# 2000 or 2001 Trek Fuel ID



## TrekRidr (Mar 25, 2021)

Hello everyone, I'm new to this forum and haven't found what I was looking for, so I'm starting a new discussion.
I'm based in Zurich, Switzerland, so components may be different than US specs.
I got this older Trek Fuel 100 for a good price and it's in great condition given the age. Any infos or stories about the bike will be appreciated.
Why do I spend money on a 20 year old bike? It's a nice peace of tech and I like the color scheme. Seat, handlebar, tires and pedals will be swapped, general cleaning is required. Chain is still fine, brake shoes new, shifters are sticky and need servicing. Fox Float works fine but makes a sound when extending. Fork works fine but needs to be pressurized for my weight (If I can find an adapter for the valve).
However, I'm struggling to find out what year it is. It has a 2000 Rockshox SID XC Hydra air installed. Bike Serial No search didn't bring up any results... bikes are often not registered upon purchase in my area. A search on google for 2001 Trek Fuel 100 brings up bikes with a similar color scheme but different components and even different wheels!


----------



## kmartfullsquish (Mar 10, 2021)

Not worth spending money on, would be unreliable on the trails with the v brakes and components most likely in need of a service. If you were to spend money on it, get new rims, knobbier tires and disc brakes on it if you can.


----------



## jonyferr (Feb 11, 2021)

Drivetrain looks good. With all those questions I would assume this is your first decent bike. It is good for any summer ride cause the v-brake will have a stable performance (no mud to give you surprises). That might not be a problem depending on how step you expect to ride.

Almost for sure a 2001 frame that had a few components changed over the years.
Biggest issue will be the lack of propedal on the rear shock. It depends on how well or not the frame bobs when you pedal. 

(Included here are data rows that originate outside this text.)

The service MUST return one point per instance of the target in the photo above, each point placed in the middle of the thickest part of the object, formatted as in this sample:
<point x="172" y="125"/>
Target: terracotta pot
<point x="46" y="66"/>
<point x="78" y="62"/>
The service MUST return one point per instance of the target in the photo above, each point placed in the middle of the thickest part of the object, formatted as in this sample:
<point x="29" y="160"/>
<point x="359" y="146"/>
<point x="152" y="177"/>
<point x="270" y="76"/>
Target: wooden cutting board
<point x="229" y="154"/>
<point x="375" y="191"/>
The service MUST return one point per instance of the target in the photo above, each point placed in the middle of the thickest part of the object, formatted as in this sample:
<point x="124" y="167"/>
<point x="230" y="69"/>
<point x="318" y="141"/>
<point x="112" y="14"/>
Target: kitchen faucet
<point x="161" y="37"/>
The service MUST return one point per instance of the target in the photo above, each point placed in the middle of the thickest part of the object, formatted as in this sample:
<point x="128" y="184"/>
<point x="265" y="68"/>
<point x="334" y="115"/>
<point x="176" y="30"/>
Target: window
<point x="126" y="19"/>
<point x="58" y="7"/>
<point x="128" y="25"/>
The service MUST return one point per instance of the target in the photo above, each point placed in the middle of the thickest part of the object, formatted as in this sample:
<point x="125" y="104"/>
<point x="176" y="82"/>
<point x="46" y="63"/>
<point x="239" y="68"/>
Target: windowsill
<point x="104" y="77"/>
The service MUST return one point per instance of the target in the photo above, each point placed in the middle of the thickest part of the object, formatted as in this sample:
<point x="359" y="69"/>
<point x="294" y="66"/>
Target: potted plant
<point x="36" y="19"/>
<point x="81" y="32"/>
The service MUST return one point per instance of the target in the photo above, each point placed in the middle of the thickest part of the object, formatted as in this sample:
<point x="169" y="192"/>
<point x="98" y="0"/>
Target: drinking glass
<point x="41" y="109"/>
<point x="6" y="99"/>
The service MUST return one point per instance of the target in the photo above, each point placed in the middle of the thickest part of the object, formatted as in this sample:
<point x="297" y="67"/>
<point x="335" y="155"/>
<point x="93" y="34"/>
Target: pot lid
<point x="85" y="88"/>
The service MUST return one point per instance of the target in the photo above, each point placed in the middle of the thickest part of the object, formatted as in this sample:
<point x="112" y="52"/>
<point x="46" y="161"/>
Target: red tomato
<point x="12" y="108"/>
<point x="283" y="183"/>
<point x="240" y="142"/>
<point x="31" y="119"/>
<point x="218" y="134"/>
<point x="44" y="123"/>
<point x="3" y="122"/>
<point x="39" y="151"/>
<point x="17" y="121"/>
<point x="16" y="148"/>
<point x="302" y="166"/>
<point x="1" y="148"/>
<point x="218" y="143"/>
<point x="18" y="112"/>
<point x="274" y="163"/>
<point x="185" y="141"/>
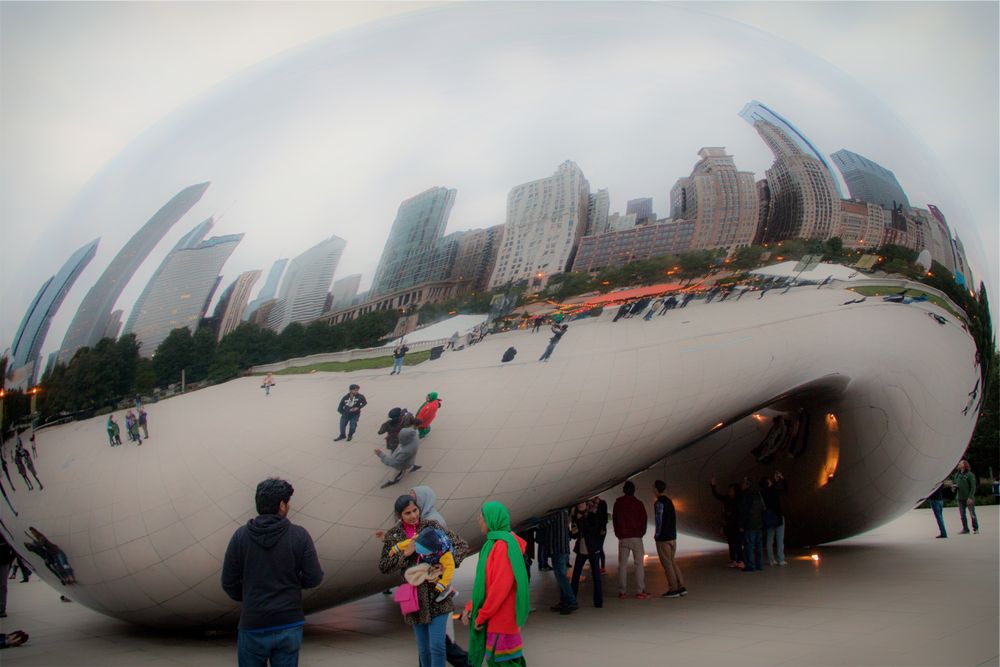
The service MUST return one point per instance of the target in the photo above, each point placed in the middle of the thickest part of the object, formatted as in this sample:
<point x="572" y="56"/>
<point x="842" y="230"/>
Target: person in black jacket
<point x="350" y="411"/>
<point x="731" y="522"/>
<point x="585" y="527"/>
<point x="268" y="562"/>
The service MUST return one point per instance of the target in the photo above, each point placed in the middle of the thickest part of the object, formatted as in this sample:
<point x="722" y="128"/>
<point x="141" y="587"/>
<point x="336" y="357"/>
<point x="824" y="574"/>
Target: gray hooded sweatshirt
<point x="427" y="501"/>
<point x="403" y="456"/>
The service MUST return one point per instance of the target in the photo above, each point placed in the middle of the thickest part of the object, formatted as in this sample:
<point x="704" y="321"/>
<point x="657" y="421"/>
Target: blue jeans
<point x="937" y="506"/>
<point x="595" y="573"/>
<point x="559" y="564"/>
<point x="753" y="540"/>
<point x="351" y="419"/>
<point x="280" y="647"/>
<point x="430" y="641"/>
<point x="775" y="540"/>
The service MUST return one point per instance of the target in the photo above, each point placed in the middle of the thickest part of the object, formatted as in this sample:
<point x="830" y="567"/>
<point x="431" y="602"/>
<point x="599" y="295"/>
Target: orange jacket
<point x="499" y="608"/>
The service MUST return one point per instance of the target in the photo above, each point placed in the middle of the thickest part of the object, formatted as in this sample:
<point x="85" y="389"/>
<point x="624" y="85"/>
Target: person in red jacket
<point x="500" y="595"/>
<point x="630" y="520"/>
<point x="427" y="413"/>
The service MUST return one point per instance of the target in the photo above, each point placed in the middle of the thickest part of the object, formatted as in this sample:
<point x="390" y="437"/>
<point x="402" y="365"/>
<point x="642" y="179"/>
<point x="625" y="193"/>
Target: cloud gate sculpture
<point x="870" y="397"/>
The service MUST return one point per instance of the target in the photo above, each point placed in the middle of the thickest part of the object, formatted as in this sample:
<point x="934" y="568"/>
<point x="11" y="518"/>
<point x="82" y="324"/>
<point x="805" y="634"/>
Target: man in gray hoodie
<point x="402" y="457"/>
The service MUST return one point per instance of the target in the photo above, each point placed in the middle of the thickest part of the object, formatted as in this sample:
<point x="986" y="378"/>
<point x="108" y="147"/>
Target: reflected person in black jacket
<point x="268" y="563"/>
<point x="586" y="528"/>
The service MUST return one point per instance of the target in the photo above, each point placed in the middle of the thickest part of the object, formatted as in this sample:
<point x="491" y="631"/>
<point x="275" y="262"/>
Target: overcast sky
<point x="109" y="109"/>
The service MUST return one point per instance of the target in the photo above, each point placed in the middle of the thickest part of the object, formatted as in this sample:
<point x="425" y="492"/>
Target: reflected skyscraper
<point x="721" y="201"/>
<point x="233" y="302"/>
<point x="270" y="288"/>
<point x="306" y="282"/>
<point x="344" y="291"/>
<point x="91" y="319"/>
<point x="803" y="202"/>
<point x="179" y="293"/>
<point x="413" y="252"/>
<point x="598" y="206"/>
<point x="869" y="181"/>
<point x="30" y="336"/>
<point x="758" y="111"/>
<point x="545" y="218"/>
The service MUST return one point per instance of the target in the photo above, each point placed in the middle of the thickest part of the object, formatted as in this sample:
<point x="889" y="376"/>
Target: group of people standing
<point x="403" y="430"/>
<point x="753" y="521"/>
<point x="133" y="423"/>
<point x="269" y="561"/>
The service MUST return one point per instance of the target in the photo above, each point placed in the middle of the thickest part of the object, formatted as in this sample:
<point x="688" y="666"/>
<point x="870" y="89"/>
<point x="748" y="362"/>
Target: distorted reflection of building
<point x="25" y="353"/>
<point x="90" y="323"/>
<point x="182" y="287"/>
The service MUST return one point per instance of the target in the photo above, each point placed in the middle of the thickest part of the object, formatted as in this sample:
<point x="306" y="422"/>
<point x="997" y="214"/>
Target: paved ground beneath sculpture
<point x="894" y="596"/>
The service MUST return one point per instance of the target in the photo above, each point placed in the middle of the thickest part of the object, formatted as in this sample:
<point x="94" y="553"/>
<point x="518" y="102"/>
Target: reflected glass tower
<point x="269" y="289"/>
<point x="306" y="283"/>
<point x="545" y="219"/>
<point x="869" y="181"/>
<point x="414" y="253"/>
<point x="756" y="111"/>
<point x="233" y="302"/>
<point x="179" y="293"/>
<point x="31" y="334"/>
<point x="92" y="317"/>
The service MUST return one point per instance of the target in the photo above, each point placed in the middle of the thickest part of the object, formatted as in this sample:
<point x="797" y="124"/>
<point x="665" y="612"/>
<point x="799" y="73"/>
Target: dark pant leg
<point x="285" y="645"/>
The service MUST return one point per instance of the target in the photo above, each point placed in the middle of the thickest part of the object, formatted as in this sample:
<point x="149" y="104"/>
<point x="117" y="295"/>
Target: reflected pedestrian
<point x="553" y="532"/>
<point x="267" y="564"/>
<point x="350" y="411"/>
<point x="427" y="413"/>
<point x="731" y="522"/>
<point x="398" y="356"/>
<point x="665" y="517"/>
<point x="629" y="519"/>
<point x="936" y="500"/>
<point x="558" y="331"/>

I would give it a good clean and lube the drivetrain, suspension/shock legs, gear and brake cables. That can improve a lot the shifting/ braking feeling and suspension sensitivity. Other than that, ride it and see what defects will annoy you (don't fall for the wheel size/old geometry thing). Since you are good to the sport, any reliable bike will be good to start.


----------



## TrekRidr (Mar 25, 2021)

jonyferr said:


> Drivetrain looks good. With all those questions I would assume this is your first decent bike. It is good for any summer ride cause the v-brake will have a stable performance (no mud to give you surprises). That might not be a problem depending on how step you expect to ride.
> 
> Almost for sure a 2001 frame that had a few components changed over the years.
> Biggest issue will be the lack of propedal on the rear shock. It depends on how well or not the frame bobs when you pedal.
> ...


Thanks for the info. I was slightly confused by the components installed. I got the Fox service kit and swapped handlebar/stem, seat and pedals to suit my size and style. Cleaning and lubing was a quick job and shifting is fine now. It's a fun bike.


----------